Part of the problem of searching for and evaluating health insurance companies and health insurance plans serving San Juan Capistrano, the Beach Cities, and surrounding areas of Orange County is understanding the terms used to describe health insurance coverage. Here are a few of the most common terms:
Annual deductible:
The amount the health insurance consumer must pay each year before the health insurance company begins to pay its benefits.
Coinsurance:
The percentage of the health insurance claim that the individual health insurance consumer is required to pay.
Co-payment:
Common among PPOs and HMOs, a co-payment is a flat fee that the individual health insurance consumer pays for a medical service or prescription drug. The co-payment is made at the time the service is rendered or the prescription drug is purchased. For example, the health insurance consumer may pay a $15 co-payment for a doctor's office visit. The health insurance company then pays the balance of the fee.
Covered expenses:
The services, medications, procedures, and supplies paid for by the health insurance company.
Flexible spending account (FSA):
An account offered and administered by employers that allows employees to set aside an amount of their pay prior to taxation for the sole purpose of paying the employee's share of health insurance premiums and/or for medical expenses not covered by the employer's health insurance plan. An employer also can make contributions to an employee's FSA. Funds in the FSA typically must be used within a benefit year, or else they will be forfeited. Compare to Health Savings Account (HAS).
Group health insurance:
Health insurance purchased by an employer for the benefit of its employees and their families.
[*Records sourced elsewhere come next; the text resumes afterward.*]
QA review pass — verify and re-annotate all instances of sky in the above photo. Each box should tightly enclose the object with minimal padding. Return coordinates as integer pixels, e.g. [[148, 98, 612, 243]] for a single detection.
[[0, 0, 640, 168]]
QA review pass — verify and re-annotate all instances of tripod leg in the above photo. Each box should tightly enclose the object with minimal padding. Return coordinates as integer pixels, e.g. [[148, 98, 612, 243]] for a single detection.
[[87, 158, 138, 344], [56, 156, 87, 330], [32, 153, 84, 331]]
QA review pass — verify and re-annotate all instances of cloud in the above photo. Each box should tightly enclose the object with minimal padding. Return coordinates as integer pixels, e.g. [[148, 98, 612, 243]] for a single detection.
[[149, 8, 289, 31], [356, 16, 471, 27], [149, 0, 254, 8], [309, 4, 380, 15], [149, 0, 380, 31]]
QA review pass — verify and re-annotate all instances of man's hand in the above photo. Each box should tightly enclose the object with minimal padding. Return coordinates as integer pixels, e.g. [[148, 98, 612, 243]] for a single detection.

Health Maintenance Organization (HMO):
A managed care organization the provides healthcare services through a network of medical providers with which the health maintenance organization has a contract. The HMO covers only the care provided by medical professionals who have agreed to treat patients according to the HMO's guidelines.
Health savings account (HSA):
A savings account created for the deposit funds to be used for medical expenses. These funds can be deposited by an employer, employee, or both prior to taxation. These funds are sheltered state income tax deductions, federal income tax deductions, and Federal Insurance Contributions Act (FICA) tax deductions. Unlike an FSA, the funds in an HAS rolls over from year to year and tax-free, they are used for medical expenses or withdrawn after the account holder reaches age 65. Most HSA accounts require the account holder to enroll in a High Deductible Health Plan (HDHP), with minimum deductibles of $1,100 for an individual or $2,200 for a family.
Maximum out-of-pocket costs:
The limit that a health insurance policyholder will have to pay out of his/her own pocket for medical expenses. Out-of-pocket expenses include deductibles, coinsurance, and co-payments.
Medical savings account (MSA):
A savings account designed to help self-employed individuals and employees of small businesses to pay for medical expenses not covered by regular health insurance.
Medicare:
A program of the federal government that provides health insurance benefits for qualified individuals typically individuals 65 years old or with a disability. Medicare Part A covers hospitalization and is wholly funded with taxpayer money. Medicare Part B, known as Supplemental Medical Insurance or Medicare Supplement, covers basic medical expenses and is funded by both the government and the Medicare policyholder.
Portability:
The ability to change from one health insurance plan to another regardless of pre-existing medical condition exclusions.
Point of service plan (POS):
A health insurance plan that blends features of an HMO and a preferred provider organization (PPO). A POS policyholder can receive benefits from in-network and out-of-network medical care providers. The benefits usually are highest when a primary care physician has referred the consumer to another provider and are lowest when the consumer seeks treatment without a referral.
Preferred Provider Organization (PPO):
A health insurance plan that provides discounts to the policyholder when he or she access services through a network of healthcare providers specified by the insurer. The policy holder will be responsible for a greater portion of the expense when he or she seeks services outside the network.
Pre-existing condition:
A health-related condition that exists prior to a policyholder enrolling with a new insurance company or a new health insurance plan.
Supplemental medical insurance:
Health insurance coverage that is purchased separately from a main a policyholders main health insurance policy.